Assim, os pombos rurais devem ser encarados como presas complementares aos coelhos e perdizes, em vez de uma simples presa alternativa, só consumida em situações de escassez das presas selvagens primárias. Por seu lado, os pombos correios são provavelmente capturados oportunisticamente devido à sua elevada vulnerabilidade.

É provável que a composição da dieta deste núcleo populacional tenha sofrido alterações marcadas desde a realização deste estudo, na medida em que se verificaram, desde então, alterações significativas na disponibilidade, pelo menos, de duas das presas fundamentais. De facto verificou-se um declínio de 74% no número de pombos rurais entre 1994 e 2008 (A. Dias, dados não publicados) e um aumento significativo na abundância da perdiz, na sequência da conversão generalizada do regime cinegético da área de estudo, de regime livre para zonas de caça especial (associativa, turística e municipal) desde a realização do estudo da dieta. A confirmar-se uma alteração significativa na dieta da população, este facto poderá levar a uma diferente perspectiva da ecologia trófica desta população.

Ecotoxicologia

As penas das presas aladas utilizadas no estudo da dieta foram também utilizadas para analisar os níveis de contaminação por mercúrio, à semelhança das penas de mudas dos

adultos de águia de Bonelli. Nestas últimas, a grande variação dos níveis de mercúrio detectados parece reflectir primariamente as diferenças na dieta individual dos adultos e a bioacumulação através da cadeia trófica. As maiores concentrações apareceram nos casais cuja dieta contém uma elevada proporção de consumidores secundários, enquanto que níveis muito mais baixos encontram-se em territórios onde a dieta se baseia quase exclusivamente em espécies herbívoras, como coelhos, pombos e perdizes. Existe uma forte correlação entre as concentrações de Hg nas águias e nos gaios, o que não se verificou em relação aos pombos e perdizes. Este facto dever-se-á aos níveis muito baixos de Hg nas presas herbívoras, sugerindo que as águias ingerem o mercúrio sobretudo através de consumidores secundários.
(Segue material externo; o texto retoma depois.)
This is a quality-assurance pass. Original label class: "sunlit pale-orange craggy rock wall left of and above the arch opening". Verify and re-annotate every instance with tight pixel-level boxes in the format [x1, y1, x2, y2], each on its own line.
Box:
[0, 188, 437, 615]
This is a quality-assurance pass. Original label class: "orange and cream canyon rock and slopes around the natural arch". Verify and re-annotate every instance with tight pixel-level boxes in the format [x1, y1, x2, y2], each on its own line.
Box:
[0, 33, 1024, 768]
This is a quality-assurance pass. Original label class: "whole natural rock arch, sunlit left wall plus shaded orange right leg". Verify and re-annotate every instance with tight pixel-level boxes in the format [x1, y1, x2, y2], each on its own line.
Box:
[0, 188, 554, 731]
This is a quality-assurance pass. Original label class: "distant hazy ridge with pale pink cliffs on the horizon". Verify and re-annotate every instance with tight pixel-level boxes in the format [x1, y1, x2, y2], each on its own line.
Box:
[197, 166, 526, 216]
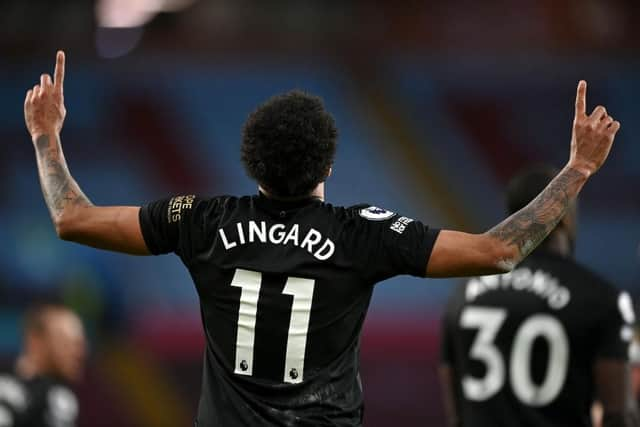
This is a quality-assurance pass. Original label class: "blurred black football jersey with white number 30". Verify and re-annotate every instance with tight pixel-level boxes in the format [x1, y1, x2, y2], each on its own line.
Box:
[442, 251, 634, 427]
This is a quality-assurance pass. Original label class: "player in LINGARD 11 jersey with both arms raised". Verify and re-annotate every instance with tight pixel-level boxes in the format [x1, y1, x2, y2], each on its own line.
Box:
[24, 52, 620, 427]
Desde que sejam tomados em consideração os efeitos da dieta, a variação das concentrações de Hg nos diversos casais deverá reflectir pelo menos parcialmente o padrão espacial genérico de contaminação ambiental. Este padrão concorda em geral com a hipótese de uma fonte contaminadora no complexo industrial de Sines, presumivelmente associada à central térmica a carvão. Há uma tendência geral para níveis mais altos na zona montanhosa ocidental imediatamente a sotavento do complexo industrial (Serras do Cercal e Monchique) como tal provavelmente mais susceptíveis à contaminação por poluentes aéreos do que as serras orientais (Caldeirão). Por outro lado, a precipitação é em geral bastante mais alta nas serras costeiras ocidentais do que mais para o interior, o que pode potenciar a remoção e deposição do mercúrio atmosférico. Embora, em geral, os níveis encontrados nas águias se possam considerar baixos, os valores mais altos são susceptíveis de impactos adversos na fecundidade. Os valores de Hg nas penas analisadas estavam correlacionados com os níveis encontrados em 13 ovos inviáveis, colectados em 10 dos territórios estudados, tendo-se verificado

uma forte relação linear entre os níveis de Hg nas penas e ovos. Porém, apenas 2 (9,5%) dos 21 casais estudados apresentavam concentrações de Hg nas penas acima do valor correspondente ao limite mínimo de concentração nos ovos que está associado a deformidades embrionárias.